Amour ardent pour une jeune fille « Polaire » !

A peine sortie de l’école de Montigny, voilà notre Claudine qui, à peine âgée de 17 ans, découvre l’amour dans les yeux d’un quadra, à moustaches soyeuses et œil qui frise ! La chatte Fanchette, « heureuse fille » dans le même état, fait les yeux doux à tous les matous du quartier. En mal d’amour, Claudine erre dans Paris,1 comme une « pauvre petite fille triste », jusqu’au jour où ses pas croisent ceux d’un vieux séducteur en quête de sensations nouvelles.
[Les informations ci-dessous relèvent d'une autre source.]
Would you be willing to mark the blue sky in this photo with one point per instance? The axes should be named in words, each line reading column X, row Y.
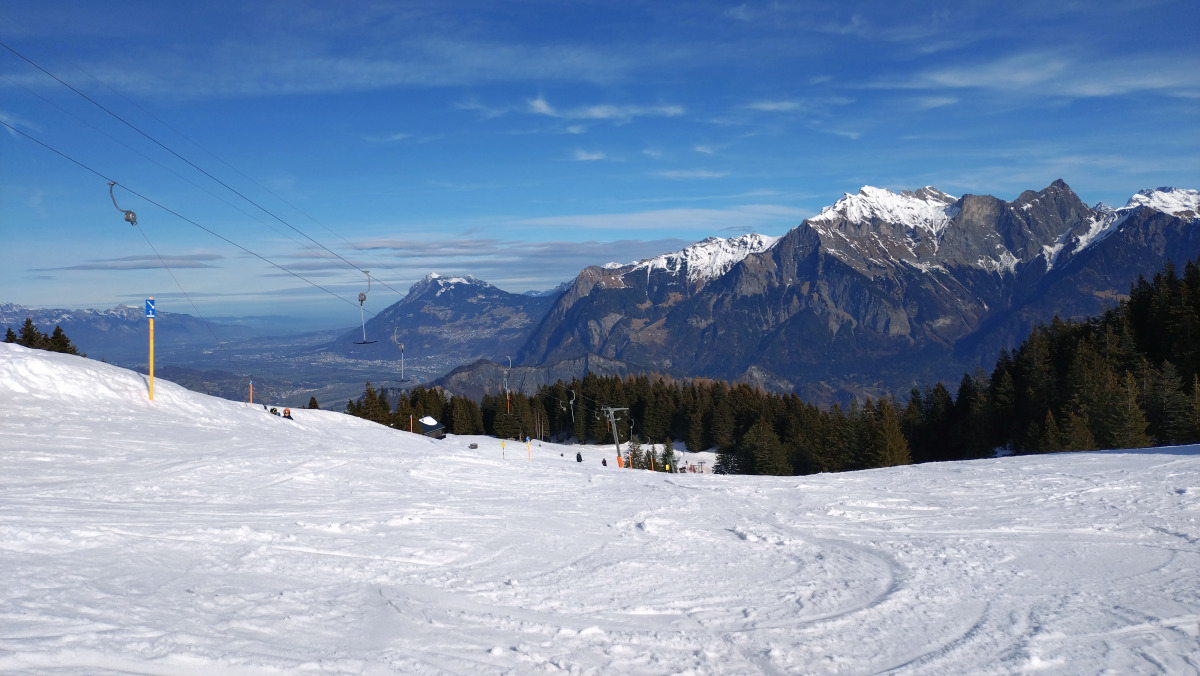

Claudine tombe alors dans ses filets… Colette profite de cette amour de jeunesse pour nous conter l’histoire d’une jeune fille de la campagne transplantée dans un Paris tumultueux, par un été aride !

Un parfum d’adieu

Tout commence ainsi !

Le père de Claudine, un malacologue passionné, est bien décidé à quitter sa campagne natale, afin de pouvoir faire reconnaître son génie auprès d’un public parisien… Avant de partir - c’est un crève-cœur - Claudine parcourt les bois alentours, afin de retenir, au mieux, dans ses souvenirs olfactifs, le parfum « des champignons, des mousses mouillées, des girolles jaunes… » Difficile pour elle de dire adieu à tout ce qu’elle aime.

Un parfum de point trop propre

Lorsque Claudine évoque l’école de Montigny, ce ne sont que fragrances mêlées qui sont évoquées. Les petites filles sont presque toutes crasseuses à souhait. Une « hydrophobie » généralisée, qui les garde de se tremper dans l’eau et qui aboutit à des senteurs fortes, dès la rentrée du matin. Des petites filles qui se lavent les pieds, une fois pour toutes le samedi et qui s’étonnent de voir certaines de leurs camarades se « beûgner les pieds » tous les soirs. « Des manies ridicules de vieille fille », aux dires des plus sales de la classe !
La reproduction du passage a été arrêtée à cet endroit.